At McNary Dam, this variable error band had been increased to +1.0 degree (+6.5%) by the operators at a time when the USACE’s Hydroelectric Design Center’s specified dead-band setting for all generic data acquisition and control system 3-D cams was +0.5 degrees (+3.2%) and the industry standard from ASME and IEEE was +0.078 degree (+0.5%). The ITB field test identified this difference. McNary was later brought in-line with other USACE Kaplan plants with a +3.2% dead-band.

The results of the previously mentioned Dorena index test at 69 feet gross head are shown in Figure 4. As noted, this assessment was conducted using the latest index testing method using only the data recorded on the station’s SCADA system. In the upper portion, the relative efficiency profiles of five individual fixed-blade angles are shown. The tangent line connecting their tops is the relative efficiency profile. It shows that peak relative efficiency occurs at 2.95 MW.

4. An index test conducted using the latest method, which uses data recorded from the unit’s supervisory control and data acquisition system, is shown here. The relative efficiency peak occurred at 2.95 MW. Source: Lee H. Sheldon

On the fixed-blade angle efficiency curves, the individual data points are plotted in overlay. Actually, these are not “individual” data points, but are averages of approximately 50 truly individual data “steady-state” points. As noted, there is virtually no scatter or “uncertainty” to the spread of the data. Furthermore, the resulting blade-to-gate curve, or cam curve, from the points of tangency on the fixed-blade profiles was also plotted, and again, there was virtually no uncertainty to this plotted data, which demonstrated the extreme accuracy of this new, very inexpensive method of index testing from nothing more than the SCADA data recording.

In another test, the maximum effect of the differences in the individual efficiencies of the original 14 turbines at The Dalles Dam were plotted.
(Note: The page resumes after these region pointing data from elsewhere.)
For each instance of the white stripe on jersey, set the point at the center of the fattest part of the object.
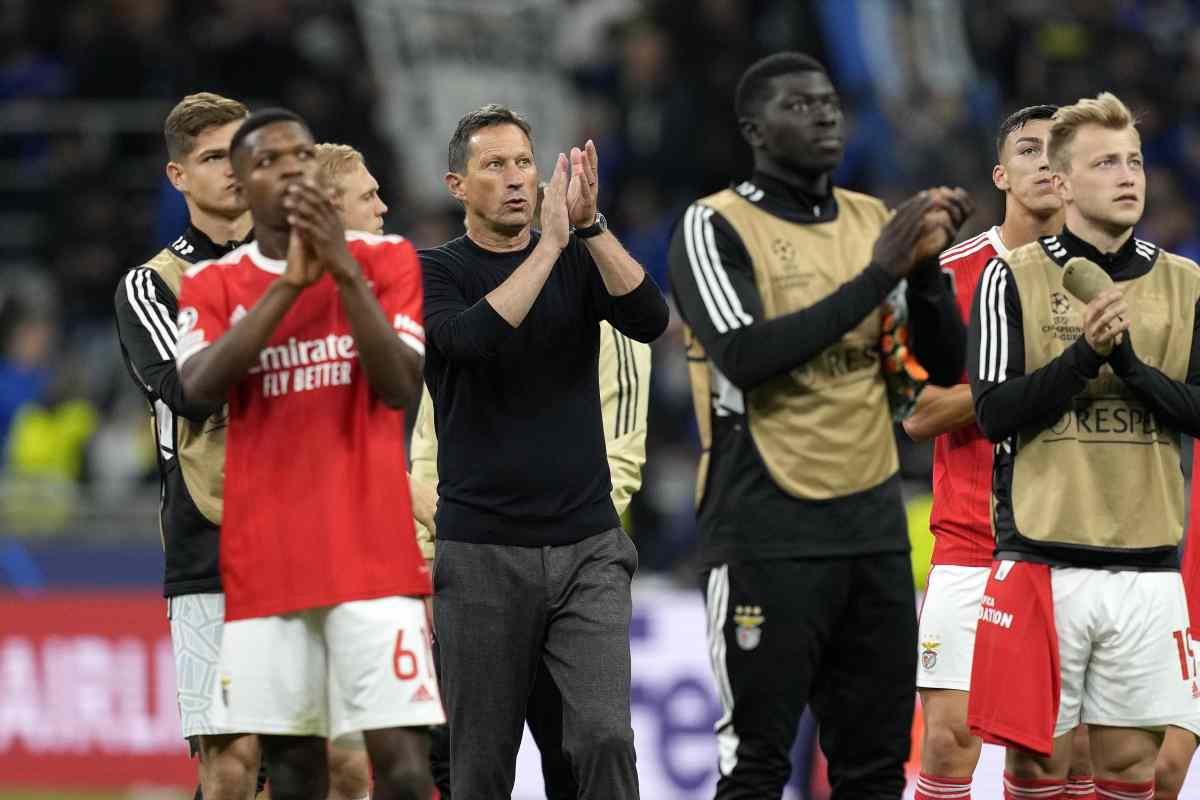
(413, 342)
(993, 323)
(373, 239)
(971, 242)
(723, 304)
(948, 257)
(718, 607)
(153, 314)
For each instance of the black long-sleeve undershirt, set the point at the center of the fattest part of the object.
(753, 349)
(1007, 400)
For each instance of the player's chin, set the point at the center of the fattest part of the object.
(1125, 217)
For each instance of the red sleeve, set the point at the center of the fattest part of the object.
(397, 284)
(203, 313)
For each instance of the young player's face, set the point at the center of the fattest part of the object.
(802, 122)
(274, 157)
(207, 173)
(501, 185)
(1025, 169)
(1107, 181)
(359, 203)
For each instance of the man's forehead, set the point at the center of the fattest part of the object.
(496, 138)
(810, 82)
(279, 134)
(361, 176)
(1031, 130)
(1098, 136)
(216, 137)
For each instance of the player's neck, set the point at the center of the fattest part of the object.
(498, 241)
(273, 242)
(1021, 226)
(1103, 238)
(217, 228)
(808, 182)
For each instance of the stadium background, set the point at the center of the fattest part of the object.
(85, 687)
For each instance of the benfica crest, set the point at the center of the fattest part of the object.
(929, 653)
(749, 620)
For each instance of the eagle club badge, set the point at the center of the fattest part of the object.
(749, 620)
(929, 653)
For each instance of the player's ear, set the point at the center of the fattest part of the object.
(1061, 184)
(177, 175)
(454, 182)
(1000, 178)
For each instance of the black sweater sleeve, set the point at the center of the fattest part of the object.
(641, 314)
(1006, 398)
(935, 324)
(145, 326)
(461, 331)
(1175, 402)
(712, 278)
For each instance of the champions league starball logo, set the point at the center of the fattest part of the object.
(1060, 304)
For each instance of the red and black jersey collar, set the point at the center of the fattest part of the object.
(195, 246)
(1132, 260)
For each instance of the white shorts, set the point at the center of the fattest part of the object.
(1123, 650)
(196, 623)
(329, 672)
(948, 618)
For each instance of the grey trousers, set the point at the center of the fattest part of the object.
(498, 612)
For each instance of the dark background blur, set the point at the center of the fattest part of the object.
(85, 85)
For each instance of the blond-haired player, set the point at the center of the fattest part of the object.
(1086, 402)
(355, 191)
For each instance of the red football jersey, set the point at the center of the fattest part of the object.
(317, 506)
(1192, 548)
(961, 516)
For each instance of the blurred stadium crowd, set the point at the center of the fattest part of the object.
(85, 84)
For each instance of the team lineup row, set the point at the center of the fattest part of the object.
(814, 317)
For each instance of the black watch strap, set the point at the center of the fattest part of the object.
(594, 229)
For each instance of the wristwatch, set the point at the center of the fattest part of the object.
(594, 229)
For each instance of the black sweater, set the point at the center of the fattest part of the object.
(517, 409)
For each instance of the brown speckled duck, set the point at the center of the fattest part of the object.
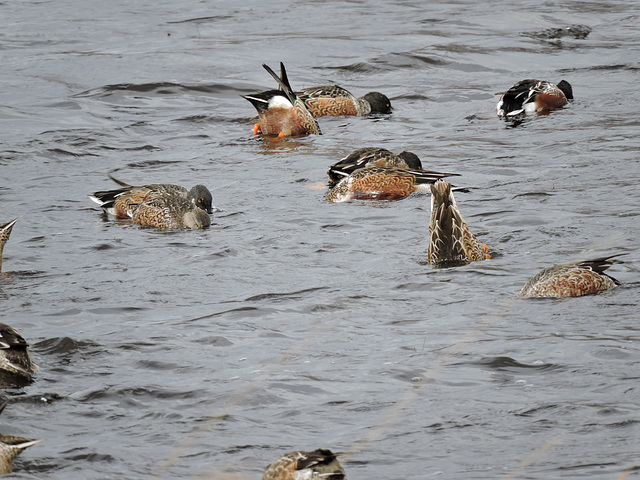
(571, 280)
(14, 353)
(450, 240)
(371, 157)
(332, 100)
(320, 464)
(383, 183)
(158, 205)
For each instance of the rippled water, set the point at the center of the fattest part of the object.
(292, 323)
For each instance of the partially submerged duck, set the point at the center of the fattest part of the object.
(371, 157)
(321, 464)
(5, 231)
(383, 183)
(571, 280)
(14, 353)
(10, 447)
(281, 112)
(332, 100)
(450, 240)
(533, 96)
(158, 205)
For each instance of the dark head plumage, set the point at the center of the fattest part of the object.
(379, 102)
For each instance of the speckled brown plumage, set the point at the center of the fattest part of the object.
(571, 280)
(382, 183)
(450, 240)
(14, 353)
(533, 96)
(332, 100)
(120, 202)
(10, 447)
(367, 157)
(5, 232)
(170, 212)
(320, 464)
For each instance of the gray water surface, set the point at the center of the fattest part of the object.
(296, 324)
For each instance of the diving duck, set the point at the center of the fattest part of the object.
(5, 231)
(533, 96)
(371, 157)
(14, 353)
(332, 100)
(320, 464)
(571, 280)
(158, 205)
(450, 240)
(280, 112)
(383, 183)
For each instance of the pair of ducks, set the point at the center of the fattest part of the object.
(284, 112)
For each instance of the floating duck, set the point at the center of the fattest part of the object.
(158, 205)
(383, 183)
(320, 464)
(533, 96)
(571, 280)
(281, 112)
(371, 157)
(332, 100)
(450, 240)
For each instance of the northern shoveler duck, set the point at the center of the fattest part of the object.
(450, 240)
(320, 464)
(170, 212)
(571, 280)
(281, 112)
(5, 231)
(533, 96)
(332, 100)
(158, 205)
(10, 447)
(383, 183)
(371, 157)
(14, 353)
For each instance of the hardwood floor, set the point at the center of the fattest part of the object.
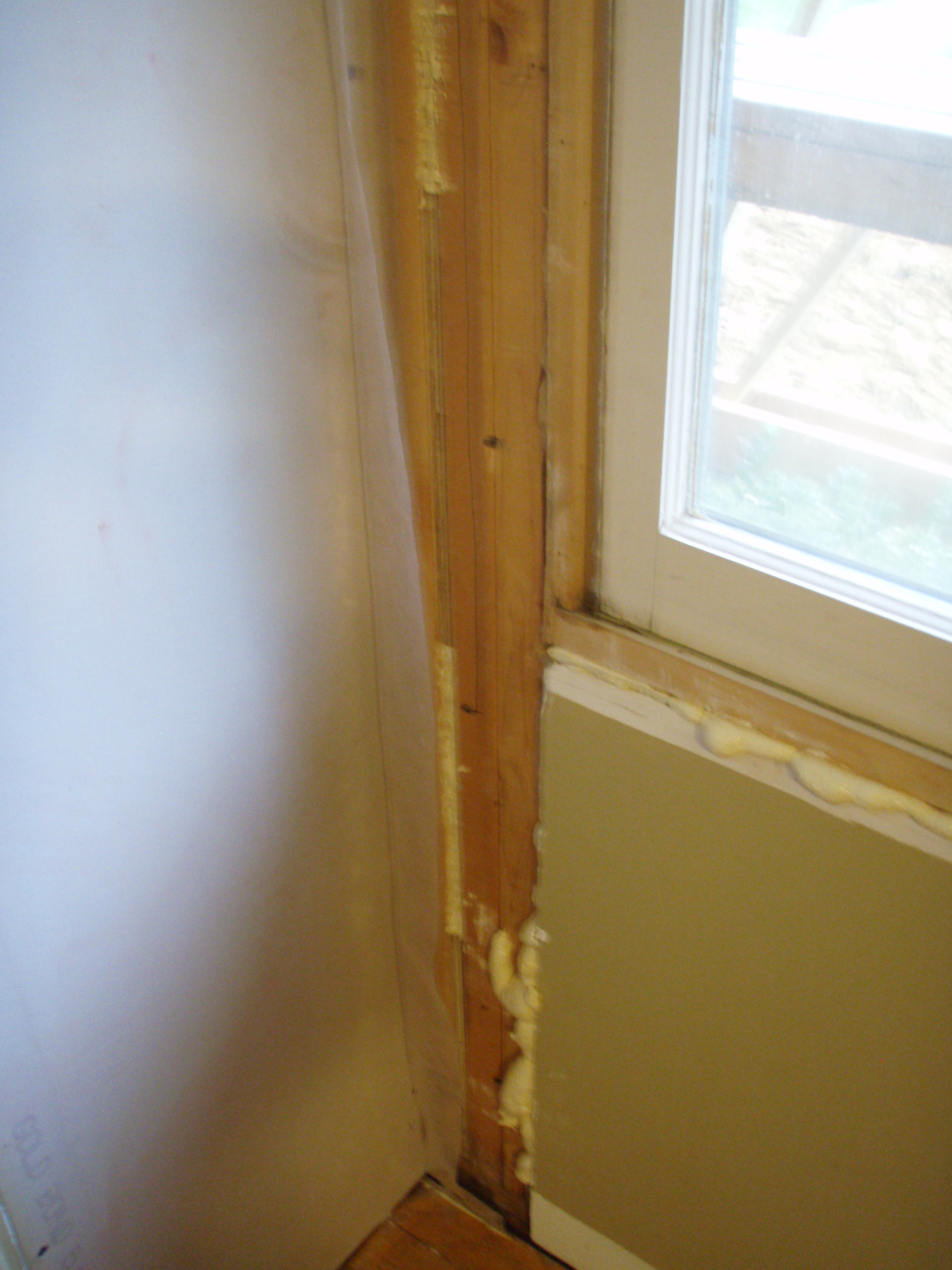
(428, 1231)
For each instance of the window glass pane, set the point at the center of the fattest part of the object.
(831, 426)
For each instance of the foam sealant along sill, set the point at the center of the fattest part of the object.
(734, 745)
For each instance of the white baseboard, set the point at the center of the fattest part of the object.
(574, 1242)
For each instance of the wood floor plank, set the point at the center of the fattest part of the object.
(461, 1239)
(391, 1248)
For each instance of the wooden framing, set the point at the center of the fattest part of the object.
(470, 93)
(578, 179)
(499, 119)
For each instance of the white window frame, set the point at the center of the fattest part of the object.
(866, 665)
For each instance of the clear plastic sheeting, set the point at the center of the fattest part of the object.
(220, 1037)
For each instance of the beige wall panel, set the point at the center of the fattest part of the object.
(745, 1050)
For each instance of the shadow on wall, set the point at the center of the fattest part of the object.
(195, 892)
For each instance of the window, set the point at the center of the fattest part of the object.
(777, 455)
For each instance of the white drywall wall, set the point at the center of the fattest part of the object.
(200, 1006)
The total powerhouse efficiency was analyzed assuming the next available unit to be put online as load demand increased was the most-efficient remaining unit, and it was also examined assuming the next unit to be put online was the lowest efficiency unit. At a powerhouse load point of 400 MW, the difference in total powerhouse efficiency between the two scenarios was about 2.5%. Assuming energy is worth $0.05/kWh, this difference represents about $4.3 million per year in lost revenue. That demonstrates the value of a subject referred to as Type 2 Optimization.

Students at OIT developed a computer program to provide for the optimum load sharing of individual units in a powerhouse to maximize the revenue at any load setpoint. They received a grant from BPA to demonstrate their program, which they did at Grand Coulee. Their results showed Grand Coulee’s energy generation could be increased 1.5% using the same amount of water at the same gross head.

In conclusion, the problem causing unnecessarily high mortality of downstream migrating fish in the Columbia and Snake Rivers is that the blades of the individual Kaplan turbines are not continuously adjusted to their optimal position to achieve their peak individual efficiencies. The survivability of downstream migrants is a direct function of the hydraulic efficiency of the turbines.

The means have existed since Kaplan turbines first came on the scene to provide unit governors with the ability to continuously operate the turbines at optimum efficiency. Since 2016, a new best-science method of index testing has been available to achieve this continuous optimum efficiency on each individual turbine with a minimum of cost, effort, and time. ■

Lee H. Sheldon, PE is a hydropower engineer with 50 years of experience. He has published 33 technical papers and a college textbook on hydropower engineering, and has worked on every federal hydroelectric project in the Pacific Northwest, among others. He is currently a professor at OIT, where he teaches hydropower engineering and fluid mechanics.